Islamabad: Years after her own daughter became a global advocate for women’s education, Tor Pekai Yousafzai, the mother of Malala Yousafzai, has finally learnt to read and write, and to speak a bit of English.

“She wants to learn. She wants to get an education. She goes to school five days a week. She does her homework,” Malala Yousafzai, the 17-year old campaigner for girls’ education who was shot by the Taliban, said of her mother in an interview Tuesday about the release of the young readers’ edition of her book, I Am Malala.

Even as Yousafzai became an advocate for educating girls, her own mother remained illiterate, although her father, Ziauddin Yousafzai, ran a girls’ school in Pakistan.

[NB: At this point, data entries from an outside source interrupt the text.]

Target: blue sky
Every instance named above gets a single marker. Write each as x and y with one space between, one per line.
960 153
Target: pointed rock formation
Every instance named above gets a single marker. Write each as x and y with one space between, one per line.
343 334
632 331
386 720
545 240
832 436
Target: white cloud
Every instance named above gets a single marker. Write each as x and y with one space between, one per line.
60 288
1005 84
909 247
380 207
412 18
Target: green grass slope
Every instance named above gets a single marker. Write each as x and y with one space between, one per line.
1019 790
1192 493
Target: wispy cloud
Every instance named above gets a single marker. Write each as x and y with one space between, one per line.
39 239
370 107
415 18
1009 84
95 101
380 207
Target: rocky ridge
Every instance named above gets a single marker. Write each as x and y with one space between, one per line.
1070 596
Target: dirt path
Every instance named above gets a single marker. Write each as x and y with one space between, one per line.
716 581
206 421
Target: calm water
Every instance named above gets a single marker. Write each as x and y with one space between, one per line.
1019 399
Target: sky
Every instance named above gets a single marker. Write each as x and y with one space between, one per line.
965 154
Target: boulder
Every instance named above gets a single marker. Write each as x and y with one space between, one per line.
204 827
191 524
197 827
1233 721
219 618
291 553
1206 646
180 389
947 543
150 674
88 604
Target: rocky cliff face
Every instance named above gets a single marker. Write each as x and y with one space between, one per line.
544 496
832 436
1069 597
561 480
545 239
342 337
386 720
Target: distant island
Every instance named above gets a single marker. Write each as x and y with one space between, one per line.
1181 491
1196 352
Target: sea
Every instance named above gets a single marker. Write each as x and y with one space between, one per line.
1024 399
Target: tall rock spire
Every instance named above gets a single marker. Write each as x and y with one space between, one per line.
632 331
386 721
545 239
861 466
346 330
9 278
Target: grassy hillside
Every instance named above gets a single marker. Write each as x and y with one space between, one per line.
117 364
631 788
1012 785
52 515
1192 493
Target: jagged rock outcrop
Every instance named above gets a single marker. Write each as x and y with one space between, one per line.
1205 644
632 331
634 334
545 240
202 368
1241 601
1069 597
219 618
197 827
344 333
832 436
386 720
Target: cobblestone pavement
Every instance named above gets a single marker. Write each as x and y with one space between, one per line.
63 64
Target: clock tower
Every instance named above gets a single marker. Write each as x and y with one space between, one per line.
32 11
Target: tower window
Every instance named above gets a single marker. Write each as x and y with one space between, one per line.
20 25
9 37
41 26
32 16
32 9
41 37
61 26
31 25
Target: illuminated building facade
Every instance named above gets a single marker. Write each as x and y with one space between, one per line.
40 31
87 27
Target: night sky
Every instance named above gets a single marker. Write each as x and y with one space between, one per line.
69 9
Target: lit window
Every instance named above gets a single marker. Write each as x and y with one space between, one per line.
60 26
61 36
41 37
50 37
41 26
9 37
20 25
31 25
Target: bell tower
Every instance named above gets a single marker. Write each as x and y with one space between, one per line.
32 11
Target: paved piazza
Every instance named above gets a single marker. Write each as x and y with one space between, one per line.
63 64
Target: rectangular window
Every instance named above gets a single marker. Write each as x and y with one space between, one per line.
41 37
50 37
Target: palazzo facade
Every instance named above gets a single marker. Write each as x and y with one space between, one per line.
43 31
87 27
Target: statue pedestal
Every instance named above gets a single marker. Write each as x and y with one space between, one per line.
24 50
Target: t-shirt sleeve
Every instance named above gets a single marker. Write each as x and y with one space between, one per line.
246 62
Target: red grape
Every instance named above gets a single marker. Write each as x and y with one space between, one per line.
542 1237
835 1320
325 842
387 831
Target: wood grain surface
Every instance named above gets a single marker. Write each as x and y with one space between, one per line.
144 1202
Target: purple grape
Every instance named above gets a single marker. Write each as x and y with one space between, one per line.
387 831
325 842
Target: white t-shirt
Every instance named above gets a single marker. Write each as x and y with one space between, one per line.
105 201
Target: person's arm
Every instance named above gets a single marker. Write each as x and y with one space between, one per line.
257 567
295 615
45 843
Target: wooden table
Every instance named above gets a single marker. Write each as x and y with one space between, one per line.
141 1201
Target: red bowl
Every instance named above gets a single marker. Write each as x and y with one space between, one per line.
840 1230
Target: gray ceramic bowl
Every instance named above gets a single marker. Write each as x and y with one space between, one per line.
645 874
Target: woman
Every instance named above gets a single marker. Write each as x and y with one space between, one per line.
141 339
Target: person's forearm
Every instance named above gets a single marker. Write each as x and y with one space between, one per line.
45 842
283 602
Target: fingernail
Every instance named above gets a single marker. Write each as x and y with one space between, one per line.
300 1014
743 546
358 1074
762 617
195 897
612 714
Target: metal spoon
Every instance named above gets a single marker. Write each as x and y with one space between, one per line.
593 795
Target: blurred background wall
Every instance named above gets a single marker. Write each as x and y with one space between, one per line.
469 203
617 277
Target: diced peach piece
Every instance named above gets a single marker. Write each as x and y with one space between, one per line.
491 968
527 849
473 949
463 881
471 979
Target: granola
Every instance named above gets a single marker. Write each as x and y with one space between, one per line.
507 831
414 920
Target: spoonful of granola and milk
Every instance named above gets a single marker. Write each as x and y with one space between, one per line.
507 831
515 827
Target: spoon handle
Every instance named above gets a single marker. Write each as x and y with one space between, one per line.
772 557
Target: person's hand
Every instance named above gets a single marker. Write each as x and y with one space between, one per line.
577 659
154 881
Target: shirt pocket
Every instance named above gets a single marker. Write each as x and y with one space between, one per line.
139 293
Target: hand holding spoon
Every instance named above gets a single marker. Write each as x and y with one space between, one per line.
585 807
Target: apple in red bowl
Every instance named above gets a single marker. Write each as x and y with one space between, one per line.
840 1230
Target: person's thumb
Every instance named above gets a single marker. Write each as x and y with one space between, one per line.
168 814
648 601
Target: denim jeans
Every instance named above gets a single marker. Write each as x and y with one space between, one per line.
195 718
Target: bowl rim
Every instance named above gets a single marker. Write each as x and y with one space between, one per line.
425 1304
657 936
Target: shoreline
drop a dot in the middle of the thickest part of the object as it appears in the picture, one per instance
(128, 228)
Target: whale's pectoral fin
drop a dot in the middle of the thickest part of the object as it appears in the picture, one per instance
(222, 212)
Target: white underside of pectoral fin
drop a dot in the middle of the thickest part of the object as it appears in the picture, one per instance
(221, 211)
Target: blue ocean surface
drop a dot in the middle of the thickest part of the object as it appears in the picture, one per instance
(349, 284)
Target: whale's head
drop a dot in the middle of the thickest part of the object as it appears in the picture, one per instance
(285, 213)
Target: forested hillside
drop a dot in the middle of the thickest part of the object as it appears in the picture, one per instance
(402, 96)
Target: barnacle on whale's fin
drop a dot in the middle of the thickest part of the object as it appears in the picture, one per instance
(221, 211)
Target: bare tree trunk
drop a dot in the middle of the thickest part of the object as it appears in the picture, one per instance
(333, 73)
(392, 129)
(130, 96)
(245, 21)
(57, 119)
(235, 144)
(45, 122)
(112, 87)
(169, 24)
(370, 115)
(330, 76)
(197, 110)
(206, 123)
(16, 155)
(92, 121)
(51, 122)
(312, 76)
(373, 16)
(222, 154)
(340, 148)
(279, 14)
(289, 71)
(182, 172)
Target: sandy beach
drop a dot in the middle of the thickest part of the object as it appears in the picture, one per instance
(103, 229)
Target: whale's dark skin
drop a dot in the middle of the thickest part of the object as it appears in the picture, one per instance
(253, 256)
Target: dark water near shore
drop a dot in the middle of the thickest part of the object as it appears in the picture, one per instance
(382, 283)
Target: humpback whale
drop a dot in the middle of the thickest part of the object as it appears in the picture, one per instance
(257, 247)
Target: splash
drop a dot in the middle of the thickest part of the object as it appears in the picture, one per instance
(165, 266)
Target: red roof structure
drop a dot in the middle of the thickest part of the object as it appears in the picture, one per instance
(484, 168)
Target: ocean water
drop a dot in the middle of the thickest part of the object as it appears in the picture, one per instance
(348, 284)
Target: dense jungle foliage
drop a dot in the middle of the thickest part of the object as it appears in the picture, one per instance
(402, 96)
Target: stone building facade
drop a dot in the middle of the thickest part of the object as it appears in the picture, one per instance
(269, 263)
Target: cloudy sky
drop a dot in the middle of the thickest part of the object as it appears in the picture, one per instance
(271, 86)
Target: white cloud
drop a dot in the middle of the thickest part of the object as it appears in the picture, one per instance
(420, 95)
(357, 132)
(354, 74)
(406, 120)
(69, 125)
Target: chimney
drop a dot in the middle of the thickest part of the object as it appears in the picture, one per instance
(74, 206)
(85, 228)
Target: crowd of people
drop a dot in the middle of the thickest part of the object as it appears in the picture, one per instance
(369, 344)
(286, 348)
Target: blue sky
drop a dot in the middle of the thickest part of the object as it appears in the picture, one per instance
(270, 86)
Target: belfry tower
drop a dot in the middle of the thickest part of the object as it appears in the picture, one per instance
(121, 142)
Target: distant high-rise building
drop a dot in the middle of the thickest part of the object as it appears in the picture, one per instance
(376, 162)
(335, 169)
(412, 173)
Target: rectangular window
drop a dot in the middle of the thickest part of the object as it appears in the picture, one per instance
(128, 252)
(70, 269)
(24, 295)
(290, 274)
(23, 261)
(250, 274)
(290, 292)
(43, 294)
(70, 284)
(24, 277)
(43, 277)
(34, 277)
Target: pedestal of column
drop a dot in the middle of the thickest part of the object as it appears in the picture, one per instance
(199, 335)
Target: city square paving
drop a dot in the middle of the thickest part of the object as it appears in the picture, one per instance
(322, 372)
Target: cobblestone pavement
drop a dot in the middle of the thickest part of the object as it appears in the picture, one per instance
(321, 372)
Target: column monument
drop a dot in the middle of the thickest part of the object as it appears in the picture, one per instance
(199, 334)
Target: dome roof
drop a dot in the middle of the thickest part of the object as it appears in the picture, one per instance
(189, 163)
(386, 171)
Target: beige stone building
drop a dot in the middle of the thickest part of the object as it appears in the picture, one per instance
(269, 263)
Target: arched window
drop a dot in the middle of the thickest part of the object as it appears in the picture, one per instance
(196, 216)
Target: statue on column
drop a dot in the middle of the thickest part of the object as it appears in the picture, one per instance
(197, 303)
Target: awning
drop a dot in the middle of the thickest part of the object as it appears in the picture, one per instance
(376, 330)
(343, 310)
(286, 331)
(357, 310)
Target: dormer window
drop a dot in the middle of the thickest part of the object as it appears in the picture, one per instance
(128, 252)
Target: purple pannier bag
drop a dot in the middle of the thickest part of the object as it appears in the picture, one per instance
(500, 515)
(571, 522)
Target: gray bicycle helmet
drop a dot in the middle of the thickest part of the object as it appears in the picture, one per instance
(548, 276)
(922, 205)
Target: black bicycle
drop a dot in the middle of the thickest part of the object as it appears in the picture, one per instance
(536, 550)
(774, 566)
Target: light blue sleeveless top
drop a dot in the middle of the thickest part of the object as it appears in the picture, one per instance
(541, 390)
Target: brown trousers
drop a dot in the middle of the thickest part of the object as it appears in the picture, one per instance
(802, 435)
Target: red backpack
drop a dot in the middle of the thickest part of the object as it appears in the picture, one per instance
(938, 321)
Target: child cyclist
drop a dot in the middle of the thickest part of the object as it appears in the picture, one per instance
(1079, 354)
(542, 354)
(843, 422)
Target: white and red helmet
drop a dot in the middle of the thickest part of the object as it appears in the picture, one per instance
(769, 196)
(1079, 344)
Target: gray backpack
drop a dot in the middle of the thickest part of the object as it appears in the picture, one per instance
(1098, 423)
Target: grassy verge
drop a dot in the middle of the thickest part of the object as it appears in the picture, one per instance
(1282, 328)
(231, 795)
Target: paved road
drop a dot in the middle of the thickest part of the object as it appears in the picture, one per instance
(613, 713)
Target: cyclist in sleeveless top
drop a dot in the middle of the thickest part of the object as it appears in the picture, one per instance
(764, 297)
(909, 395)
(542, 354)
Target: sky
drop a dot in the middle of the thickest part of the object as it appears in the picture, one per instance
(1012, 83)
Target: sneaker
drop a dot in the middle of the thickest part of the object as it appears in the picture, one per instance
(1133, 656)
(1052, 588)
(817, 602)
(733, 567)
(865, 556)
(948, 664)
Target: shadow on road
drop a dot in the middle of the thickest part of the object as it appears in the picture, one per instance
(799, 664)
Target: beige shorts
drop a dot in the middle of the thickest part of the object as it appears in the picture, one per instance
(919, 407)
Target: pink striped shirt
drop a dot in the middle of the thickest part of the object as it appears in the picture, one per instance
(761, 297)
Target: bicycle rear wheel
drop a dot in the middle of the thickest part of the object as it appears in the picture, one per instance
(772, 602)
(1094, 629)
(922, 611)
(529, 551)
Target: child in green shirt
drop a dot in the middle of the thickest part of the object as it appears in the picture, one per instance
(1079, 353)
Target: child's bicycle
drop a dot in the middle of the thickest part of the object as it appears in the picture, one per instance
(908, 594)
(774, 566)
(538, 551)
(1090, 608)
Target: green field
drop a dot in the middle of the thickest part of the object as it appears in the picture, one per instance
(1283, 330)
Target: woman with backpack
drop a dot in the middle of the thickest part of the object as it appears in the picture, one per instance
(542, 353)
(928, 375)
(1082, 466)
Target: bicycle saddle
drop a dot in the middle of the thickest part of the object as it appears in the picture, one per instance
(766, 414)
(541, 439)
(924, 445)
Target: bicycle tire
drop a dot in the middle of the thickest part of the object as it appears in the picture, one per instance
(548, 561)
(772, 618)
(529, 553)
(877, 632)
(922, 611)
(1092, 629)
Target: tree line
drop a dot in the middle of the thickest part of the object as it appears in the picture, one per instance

But recently, her mother has been learning to read and write — and her husband has been helping more with domestic tasks, a new step even for a family that has devoted itself to expanding women’s opportunities in Pakistan and worldwide.

“My mother is now learning English, becoming independent, goes to see the doctor on her own, goes to the shops and markets on her own,” Yousafzai said. “On the other hand, my father is now going toward the kitchen. He makes eggs. He cannot really do a lot of cooking, but he brings plates to the table, brings cups, puts jam and butter in those things. So he is getting better.

“These things are very important for us, because in many countries, people think the kitchen is just a woman’s job,” she added, “and the man’s job is to go outside, earn money, and he’s going to control the family. So our family shows an example to the world of how things change with the help of awareness.”

Yousafzai invited her mother, who has generally shied from the spotlight even as her daughter has become a global celebrity, to address the audience. Her mother rose, adjusted her veil to make sure it was covering her head, described her new language skills and how they had changed her life, and said a few words in English.